I tempi per la visita. «La tempistica della visita – spiega la dott.essa Polonia – scaturisce in base ai codici del l’impegnativa che viene fatta dal medico di famiglia. Alla lettera U si accompagnano le richieste di prestazioni urgenti con visita da effettuare entro 72 ore; con il codice E la prenotazione invece va fatta entrò 48 ore. Poi lettera B che equivale a una prestazione da fornire in tempo brevi equivalenti ad entro 10 giorni e la D per priorità differita e relative prestazioni indifferibili da espletare entro 30 o 60 giorni. Inoltre c’è il codice P prestazione cioè inerente esami programmati non urgenti come visite di controllo con un tempo massimo di 180 giorni».

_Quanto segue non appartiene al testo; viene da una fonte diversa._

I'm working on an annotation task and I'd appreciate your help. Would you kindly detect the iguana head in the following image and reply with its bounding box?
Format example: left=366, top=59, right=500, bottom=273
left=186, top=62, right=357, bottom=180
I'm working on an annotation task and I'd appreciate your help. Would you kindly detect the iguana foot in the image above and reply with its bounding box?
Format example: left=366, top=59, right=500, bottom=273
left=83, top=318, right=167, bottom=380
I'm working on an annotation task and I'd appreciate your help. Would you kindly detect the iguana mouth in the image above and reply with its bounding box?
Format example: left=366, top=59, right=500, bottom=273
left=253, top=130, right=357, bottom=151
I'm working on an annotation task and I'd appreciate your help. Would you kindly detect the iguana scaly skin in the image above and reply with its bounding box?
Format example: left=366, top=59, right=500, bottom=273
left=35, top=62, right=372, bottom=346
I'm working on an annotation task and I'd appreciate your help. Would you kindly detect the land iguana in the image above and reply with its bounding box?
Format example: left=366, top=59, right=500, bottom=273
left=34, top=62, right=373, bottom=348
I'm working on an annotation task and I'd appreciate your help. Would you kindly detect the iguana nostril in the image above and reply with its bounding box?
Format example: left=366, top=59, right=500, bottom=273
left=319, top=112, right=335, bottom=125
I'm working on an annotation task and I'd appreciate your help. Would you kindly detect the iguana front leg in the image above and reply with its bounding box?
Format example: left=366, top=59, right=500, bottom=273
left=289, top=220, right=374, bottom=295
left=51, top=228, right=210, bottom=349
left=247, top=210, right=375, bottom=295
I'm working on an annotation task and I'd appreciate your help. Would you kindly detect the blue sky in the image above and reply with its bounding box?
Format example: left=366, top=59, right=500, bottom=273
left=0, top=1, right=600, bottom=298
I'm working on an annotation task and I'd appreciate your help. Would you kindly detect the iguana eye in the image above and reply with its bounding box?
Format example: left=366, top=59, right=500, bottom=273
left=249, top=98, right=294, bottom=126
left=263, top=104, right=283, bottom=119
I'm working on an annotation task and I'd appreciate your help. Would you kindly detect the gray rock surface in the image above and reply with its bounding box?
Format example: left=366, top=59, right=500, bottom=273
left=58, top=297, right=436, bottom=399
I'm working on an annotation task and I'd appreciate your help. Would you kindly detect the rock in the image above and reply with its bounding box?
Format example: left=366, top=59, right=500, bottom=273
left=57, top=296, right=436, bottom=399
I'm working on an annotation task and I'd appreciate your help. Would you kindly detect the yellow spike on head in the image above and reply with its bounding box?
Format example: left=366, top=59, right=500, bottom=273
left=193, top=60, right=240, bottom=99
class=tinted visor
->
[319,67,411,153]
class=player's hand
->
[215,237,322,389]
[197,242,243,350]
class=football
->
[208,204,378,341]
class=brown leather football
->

Le alternative. «In ogni caso – continua la dott.ssa Polonia – per le urgenze si può contattare l’azienda e compilare un modulo e si può andare ad effettuare una visita in regime di intramoenia a spese dell’azienda. L’alternativa è quella di una visita privata ma sempre autorizzata dalla Asp competente. La questione va oltre le dinamiche locali e viene disciplinata da normative regionali e nazionali, in particolare dal Decreto legislativo del 1998 n. 124 che regola la programmazione visite e liste d’attesa. Pertanto non si ravvisa la sussistenza di una particolare problematica nel territorio di Taormina e nel contesto Asp Messina. Fondamentale, lo ribadiamo, è il ruolo dei medici generici e che siano attenti nelle prescrizioni».